How about innovations that some companies have shown by sticking sachets to newspapers or giving sample packs on airlines and trains, where the audience is captive. Sarangi says it still does not solve all the needs of a brand.
There are five big reasons a company invests in sampling, he says. 1) New product development – to test the efficacy of it; 2) Feedback from users in improving product experience; 3) To capture market share; 4) to drive recall; and 5) For deeper consumer insights involving competition benchmarking.
None of the current channels are geared to cater to a brand’s needs across these five objectives, he says. And that’s where Smytten comes in.
How it works is: the consumer downloads the app, surfs through the free trials on offer and puts in a request. The product is sent across and feedback taken. Currently the app hosts over 700 brand partners on its platform, offering product samples across a range of categories - beauty and makeup, male grooming, food and beverages, baby and mother care, health and wellness etc.

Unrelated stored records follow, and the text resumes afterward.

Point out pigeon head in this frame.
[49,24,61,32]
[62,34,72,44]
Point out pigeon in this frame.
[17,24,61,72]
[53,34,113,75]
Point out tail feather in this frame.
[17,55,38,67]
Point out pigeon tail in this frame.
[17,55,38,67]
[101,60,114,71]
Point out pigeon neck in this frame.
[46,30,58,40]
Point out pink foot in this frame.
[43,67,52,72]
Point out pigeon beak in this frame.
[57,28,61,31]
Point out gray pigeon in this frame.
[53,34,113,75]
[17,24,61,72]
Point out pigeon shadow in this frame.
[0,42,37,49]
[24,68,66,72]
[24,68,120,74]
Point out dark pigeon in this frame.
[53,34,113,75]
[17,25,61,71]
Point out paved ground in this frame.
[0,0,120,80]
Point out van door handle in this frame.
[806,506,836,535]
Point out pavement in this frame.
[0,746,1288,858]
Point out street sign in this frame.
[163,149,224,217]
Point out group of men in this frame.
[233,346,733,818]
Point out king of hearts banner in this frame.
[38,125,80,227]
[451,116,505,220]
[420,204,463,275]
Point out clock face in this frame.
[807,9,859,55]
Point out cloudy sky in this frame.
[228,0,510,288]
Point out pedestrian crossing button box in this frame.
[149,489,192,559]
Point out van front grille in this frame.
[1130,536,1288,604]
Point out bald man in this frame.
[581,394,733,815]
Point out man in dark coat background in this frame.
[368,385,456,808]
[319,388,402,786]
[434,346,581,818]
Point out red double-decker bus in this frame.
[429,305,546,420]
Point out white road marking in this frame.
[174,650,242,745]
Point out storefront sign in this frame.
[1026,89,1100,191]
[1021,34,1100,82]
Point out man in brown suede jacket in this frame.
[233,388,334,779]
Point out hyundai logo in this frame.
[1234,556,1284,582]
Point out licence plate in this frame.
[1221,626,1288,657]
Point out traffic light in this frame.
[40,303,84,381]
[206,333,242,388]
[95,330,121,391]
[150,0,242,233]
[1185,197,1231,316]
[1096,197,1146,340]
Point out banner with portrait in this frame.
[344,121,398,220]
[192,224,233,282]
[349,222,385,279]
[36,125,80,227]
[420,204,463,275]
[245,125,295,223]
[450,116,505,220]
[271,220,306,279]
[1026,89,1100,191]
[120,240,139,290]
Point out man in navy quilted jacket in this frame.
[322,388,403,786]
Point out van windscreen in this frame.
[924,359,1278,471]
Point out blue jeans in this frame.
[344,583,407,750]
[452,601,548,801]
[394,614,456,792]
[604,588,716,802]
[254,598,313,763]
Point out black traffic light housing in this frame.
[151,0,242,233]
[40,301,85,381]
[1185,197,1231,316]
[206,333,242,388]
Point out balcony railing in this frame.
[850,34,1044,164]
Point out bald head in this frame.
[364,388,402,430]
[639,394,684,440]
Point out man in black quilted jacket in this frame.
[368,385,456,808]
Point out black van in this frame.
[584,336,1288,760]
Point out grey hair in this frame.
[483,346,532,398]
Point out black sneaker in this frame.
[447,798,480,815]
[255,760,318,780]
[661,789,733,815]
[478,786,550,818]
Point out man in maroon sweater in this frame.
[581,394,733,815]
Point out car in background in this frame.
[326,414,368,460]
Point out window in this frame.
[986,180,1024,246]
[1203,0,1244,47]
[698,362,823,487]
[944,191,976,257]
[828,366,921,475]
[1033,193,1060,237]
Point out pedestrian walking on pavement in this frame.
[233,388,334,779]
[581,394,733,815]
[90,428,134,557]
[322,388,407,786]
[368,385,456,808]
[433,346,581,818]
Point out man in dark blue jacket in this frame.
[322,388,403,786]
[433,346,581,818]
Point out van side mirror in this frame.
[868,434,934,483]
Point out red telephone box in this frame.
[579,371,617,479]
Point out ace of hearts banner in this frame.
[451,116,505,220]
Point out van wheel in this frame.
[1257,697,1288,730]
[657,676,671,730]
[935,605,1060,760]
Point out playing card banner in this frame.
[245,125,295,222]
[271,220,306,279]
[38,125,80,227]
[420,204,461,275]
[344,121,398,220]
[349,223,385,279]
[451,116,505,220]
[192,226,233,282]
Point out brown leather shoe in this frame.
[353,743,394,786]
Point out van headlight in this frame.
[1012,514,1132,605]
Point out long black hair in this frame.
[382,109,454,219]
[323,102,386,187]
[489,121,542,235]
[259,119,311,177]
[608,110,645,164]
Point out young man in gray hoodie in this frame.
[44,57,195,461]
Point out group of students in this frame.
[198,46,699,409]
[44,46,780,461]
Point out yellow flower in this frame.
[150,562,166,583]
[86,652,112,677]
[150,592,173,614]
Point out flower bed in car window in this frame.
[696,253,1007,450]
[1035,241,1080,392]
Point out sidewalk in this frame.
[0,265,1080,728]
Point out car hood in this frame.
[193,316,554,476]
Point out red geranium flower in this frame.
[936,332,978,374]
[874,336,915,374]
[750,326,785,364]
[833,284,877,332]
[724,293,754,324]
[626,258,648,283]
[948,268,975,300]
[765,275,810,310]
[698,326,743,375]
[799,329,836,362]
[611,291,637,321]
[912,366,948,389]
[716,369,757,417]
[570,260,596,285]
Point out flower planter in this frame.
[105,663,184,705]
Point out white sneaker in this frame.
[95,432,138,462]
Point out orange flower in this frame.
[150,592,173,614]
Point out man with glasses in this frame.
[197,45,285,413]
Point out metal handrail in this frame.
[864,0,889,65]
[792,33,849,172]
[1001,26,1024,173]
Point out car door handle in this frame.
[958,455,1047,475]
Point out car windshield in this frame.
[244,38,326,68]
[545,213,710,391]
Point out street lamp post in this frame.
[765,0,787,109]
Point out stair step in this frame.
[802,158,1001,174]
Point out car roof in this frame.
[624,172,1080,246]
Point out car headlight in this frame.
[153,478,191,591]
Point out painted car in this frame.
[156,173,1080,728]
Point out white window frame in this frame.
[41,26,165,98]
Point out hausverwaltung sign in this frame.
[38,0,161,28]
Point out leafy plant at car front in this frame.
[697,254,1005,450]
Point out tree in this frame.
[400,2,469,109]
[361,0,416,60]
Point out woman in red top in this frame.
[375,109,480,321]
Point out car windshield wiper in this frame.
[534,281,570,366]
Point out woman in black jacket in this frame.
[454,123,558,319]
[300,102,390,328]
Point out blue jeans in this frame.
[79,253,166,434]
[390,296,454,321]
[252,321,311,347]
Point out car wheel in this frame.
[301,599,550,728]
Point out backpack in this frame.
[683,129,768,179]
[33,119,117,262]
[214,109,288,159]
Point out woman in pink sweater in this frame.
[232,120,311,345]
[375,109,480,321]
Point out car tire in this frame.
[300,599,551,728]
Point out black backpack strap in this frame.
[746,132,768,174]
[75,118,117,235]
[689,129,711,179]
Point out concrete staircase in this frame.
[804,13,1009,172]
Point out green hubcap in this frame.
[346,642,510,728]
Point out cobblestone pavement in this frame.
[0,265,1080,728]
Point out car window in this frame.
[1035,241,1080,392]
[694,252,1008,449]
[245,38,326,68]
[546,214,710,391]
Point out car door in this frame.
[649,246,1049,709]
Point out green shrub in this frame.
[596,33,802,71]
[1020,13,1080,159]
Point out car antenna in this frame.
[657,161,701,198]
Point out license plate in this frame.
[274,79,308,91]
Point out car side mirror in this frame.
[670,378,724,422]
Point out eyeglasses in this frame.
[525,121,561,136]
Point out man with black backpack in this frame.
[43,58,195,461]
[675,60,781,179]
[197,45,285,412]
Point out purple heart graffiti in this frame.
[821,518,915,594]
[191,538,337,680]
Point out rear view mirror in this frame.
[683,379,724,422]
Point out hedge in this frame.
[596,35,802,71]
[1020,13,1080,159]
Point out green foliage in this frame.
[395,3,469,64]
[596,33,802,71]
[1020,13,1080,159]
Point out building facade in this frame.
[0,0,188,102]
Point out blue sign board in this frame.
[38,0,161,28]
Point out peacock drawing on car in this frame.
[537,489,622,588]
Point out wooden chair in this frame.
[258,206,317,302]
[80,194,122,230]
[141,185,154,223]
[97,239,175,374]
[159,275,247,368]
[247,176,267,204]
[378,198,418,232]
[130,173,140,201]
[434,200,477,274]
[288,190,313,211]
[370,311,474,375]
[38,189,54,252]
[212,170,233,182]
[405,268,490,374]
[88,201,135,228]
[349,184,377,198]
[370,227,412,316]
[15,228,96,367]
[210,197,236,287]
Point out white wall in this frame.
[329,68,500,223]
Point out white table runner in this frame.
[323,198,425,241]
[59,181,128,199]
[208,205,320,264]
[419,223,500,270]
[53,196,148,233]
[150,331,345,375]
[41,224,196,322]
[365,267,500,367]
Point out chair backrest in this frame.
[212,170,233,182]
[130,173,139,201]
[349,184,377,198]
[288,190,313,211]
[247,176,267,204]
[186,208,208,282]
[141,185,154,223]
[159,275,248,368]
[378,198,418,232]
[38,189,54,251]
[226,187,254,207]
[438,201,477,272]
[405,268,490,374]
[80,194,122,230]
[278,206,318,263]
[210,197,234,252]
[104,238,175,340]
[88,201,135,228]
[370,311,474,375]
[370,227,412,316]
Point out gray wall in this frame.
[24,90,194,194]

The app has over 5 million users, 75 per cent of whom are women. “It is by design, “ says Sarangi.
How exactly is Smytten disrupting the space? Sarangi says for the brand, they bring in the efficiency of micro-targeting of a segment. For example, if a skincare brand is only interested in targeting women in their 20s – the products would be shown only to that demographic.
For the consumer, the platform helps as the choice is wholly theirs to try a product. The conversion rate, says Sarangi, is varied across categories – high double digits in the case of F&B products which are taste driven, and lower in some others.
“Ultimately we are helping brands in top-of-the-funnel engagement. So they are getting their ROI by being here,” says Sarangi. It is an especially useful platform for D2C brands that lack the muscle of big FMCG firms.